Again the discrepancy between what the leaders say in public and the foot soldiers say in private. One minister rejects a landslide while conceding a probable Blair majority of 70. (One fancies that might feel like a landslide to Dr Mawhinney, come Friday.)
MPs contacted throughout the campaign have been consistent in their belief that their cause is lost. However, Mr Major can recall that most of his party felt the same way in 1992. And some insiders still maintain, against all the odds, that they can shade it - though with a hung parliament more likely than a Tory win.
Michael Portillo was at this yesterday, seeming to concede the possibility but only as a spur to Tory doubters. As a tactic it could badly backfire. For a hung parliament would bring with it the possibility (horror of horrors) of an early, second election. It would also increase the likelihood of two other developments from which floating voters would surely recoil.
Even if Mr Major was to win big on Thursday, a question mark remains over his capacity to lead his party. On the face of it, that could hardly be the case. A victory against these odds would be truly sensational.
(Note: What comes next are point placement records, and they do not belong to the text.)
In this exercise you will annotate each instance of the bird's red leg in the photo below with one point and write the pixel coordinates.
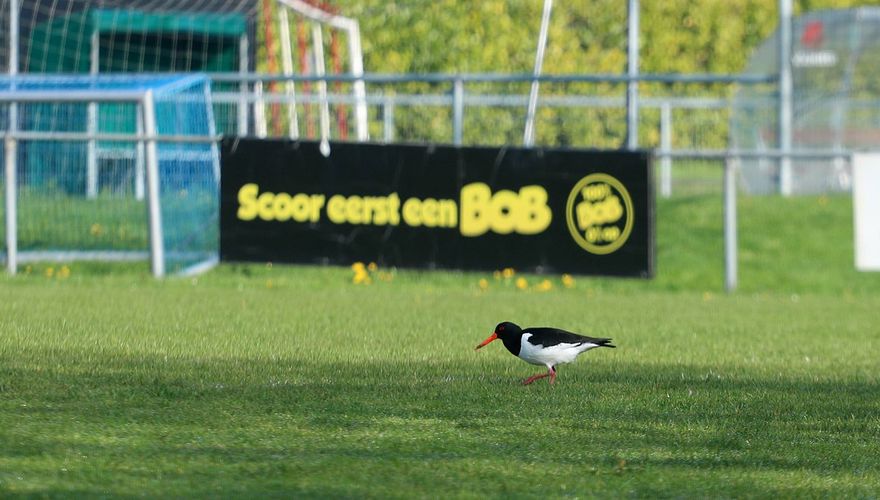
(534, 377)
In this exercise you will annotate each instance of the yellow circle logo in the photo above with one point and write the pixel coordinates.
(599, 214)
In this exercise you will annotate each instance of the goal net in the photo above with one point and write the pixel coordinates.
(77, 180)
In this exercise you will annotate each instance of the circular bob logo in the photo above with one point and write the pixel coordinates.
(599, 214)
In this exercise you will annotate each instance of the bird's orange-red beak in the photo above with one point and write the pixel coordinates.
(490, 339)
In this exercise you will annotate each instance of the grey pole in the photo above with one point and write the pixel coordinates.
(730, 234)
(529, 133)
(666, 147)
(92, 145)
(157, 249)
(785, 97)
(457, 111)
(11, 205)
(12, 148)
(243, 88)
(632, 90)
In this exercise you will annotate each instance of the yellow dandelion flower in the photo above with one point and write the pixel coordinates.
(544, 286)
(64, 272)
(361, 278)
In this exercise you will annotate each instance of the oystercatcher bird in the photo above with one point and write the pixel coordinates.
(543, 346)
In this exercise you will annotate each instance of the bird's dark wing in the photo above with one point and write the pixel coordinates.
(547, 337)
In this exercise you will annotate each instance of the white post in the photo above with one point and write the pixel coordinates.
(730, 232)
(260, 128)
(92, 125)
(457, 111)
(287, 66)
(666, 148)
(360, 91)
(11, 148)
(242, 87)
(139, 157)
(388, 119)
(785, 97)
(318, 42)
(529, 132)
(157, 249)
(632, 91)
(11, 205)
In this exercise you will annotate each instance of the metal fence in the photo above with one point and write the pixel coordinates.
(685, 120)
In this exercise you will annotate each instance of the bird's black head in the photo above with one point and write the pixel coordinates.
(503, 331)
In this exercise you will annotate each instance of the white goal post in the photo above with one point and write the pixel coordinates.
(49, 215)
(356, 63)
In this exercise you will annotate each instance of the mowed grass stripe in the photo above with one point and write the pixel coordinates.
(292, 381)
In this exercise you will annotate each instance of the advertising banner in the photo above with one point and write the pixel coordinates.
(424, 206)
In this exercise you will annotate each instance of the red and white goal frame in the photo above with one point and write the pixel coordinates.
(320, 15)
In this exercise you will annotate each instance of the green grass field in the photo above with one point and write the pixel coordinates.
(263, 380)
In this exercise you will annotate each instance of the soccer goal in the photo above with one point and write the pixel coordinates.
(155, 135)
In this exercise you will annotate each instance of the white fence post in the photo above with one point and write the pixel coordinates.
(730, 243)
(11, 147)
(157, 249)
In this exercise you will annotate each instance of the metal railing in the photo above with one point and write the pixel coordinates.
(454, 95)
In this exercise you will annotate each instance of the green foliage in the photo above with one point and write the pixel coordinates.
(262, 380)
(586, 37)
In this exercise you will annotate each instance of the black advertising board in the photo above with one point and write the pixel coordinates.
(423, 206)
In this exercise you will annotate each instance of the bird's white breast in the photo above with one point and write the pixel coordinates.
(552, 355)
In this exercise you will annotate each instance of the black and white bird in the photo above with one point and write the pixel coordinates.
(543, 346)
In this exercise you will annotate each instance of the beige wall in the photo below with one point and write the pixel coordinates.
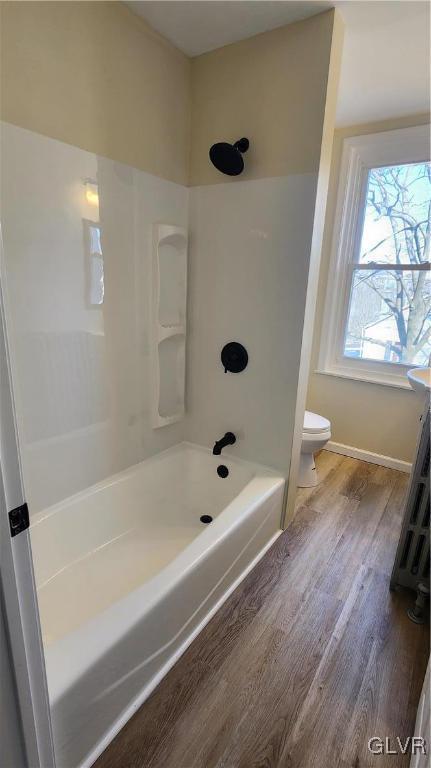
(270, 88)
(372, 417)
(94, 75)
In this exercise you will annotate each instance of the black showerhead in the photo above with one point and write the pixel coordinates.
(227, 158)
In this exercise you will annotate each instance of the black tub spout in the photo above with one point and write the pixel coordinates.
(228, 439)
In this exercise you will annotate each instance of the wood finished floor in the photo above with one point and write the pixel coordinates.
(310, 656)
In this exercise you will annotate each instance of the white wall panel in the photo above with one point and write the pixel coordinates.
(81, 372)
(249, 260)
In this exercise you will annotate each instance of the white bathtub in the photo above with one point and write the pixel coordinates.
(127, 575)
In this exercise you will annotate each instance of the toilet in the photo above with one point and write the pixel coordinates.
(315, 434)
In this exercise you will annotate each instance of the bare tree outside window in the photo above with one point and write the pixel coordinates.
(389, 316)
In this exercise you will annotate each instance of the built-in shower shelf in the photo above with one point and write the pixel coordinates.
(167, 332)
(169, 322)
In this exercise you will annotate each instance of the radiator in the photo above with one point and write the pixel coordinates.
(412, 561)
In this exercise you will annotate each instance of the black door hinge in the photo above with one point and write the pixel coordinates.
(18, 519)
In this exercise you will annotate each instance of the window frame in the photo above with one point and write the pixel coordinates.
(359, 155)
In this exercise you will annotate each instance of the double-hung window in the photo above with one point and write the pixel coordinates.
(378, 306)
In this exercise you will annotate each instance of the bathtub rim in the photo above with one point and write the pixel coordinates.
(124, 474)
(128, 713)
(106, 628)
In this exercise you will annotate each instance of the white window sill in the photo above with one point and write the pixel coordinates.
(369, 378)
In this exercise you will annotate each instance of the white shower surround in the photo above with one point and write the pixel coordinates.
(82, 375)
(127, 575)
(249, 260)
(247, 281)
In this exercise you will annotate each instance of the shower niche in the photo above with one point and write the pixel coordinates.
(169, 291)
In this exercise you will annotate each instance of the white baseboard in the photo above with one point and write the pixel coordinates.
(373, 458)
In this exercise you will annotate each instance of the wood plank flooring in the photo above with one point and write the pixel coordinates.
(311, 655)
His authority should be enhanced. He could in normal circumstances savour the prospect then of surpassing Margaret Thatcher's record.
But the circumstances of the Tory party would be unaffected by reelection. Mr Major might embrace his resolutely Eurosceptical intake, abandon Chancellor Clarke and rule out the Single Currency in perpetuity. But his instinct would be the opposite. And the right retains its distrust of his instinct over Europe. Indeed it will be fed by the frenzied speculation about the positioning for a post defeat leadership contest.
Some accounts yesterday had Mr Major aligning with Kenneth Clarke in favour of Michael Heseltine as a stop gap leader, pending the return to the Commons of Chris Patten. Idle speculation, perhaps. But it has the ring of truth. And if the new intake prove as deeply hostile to Europe as their preelection declarations suggest, their disposition will be to have one of their own at the helm. For all his anti federal talk in this election, Mr Major ceased to be one of us" a long time ago.
So the floater might fear that a narrow win for Mr Major could provide the passport for one of his would be successors, after a renewal of the internal warfare that so debilitated the Major government in the last parliament.
More immediately still - if the Tories emerged with a single figure majority, or as the largest party but without an overall majority - who would be Mr Major's potential partners for the life of the next parliament? In the dying months of the last parliament, for all the denials, Mr Major relied on the insurance policy of Ulster Unionist support.
The distrust and discontent this caused was palpable, restrained only by the knowledge that the election could not be long delayed. But if Britons awoke on Friday to the prospect of the Conservatives governing more or less in coalition with the Ulster Unionists, many believe the reaction would be of outrage and deep hostility, and that it would extend far beyond these islands.
This, then, is the measure of the task confronting Mr Major. To have a chance of governing credibly in Northern Ireland and in Britain - he needs to do as well as last time and, arguably, better. And if you rate his chances of doing that, you'll find plenty of bookmakers willing to take your money.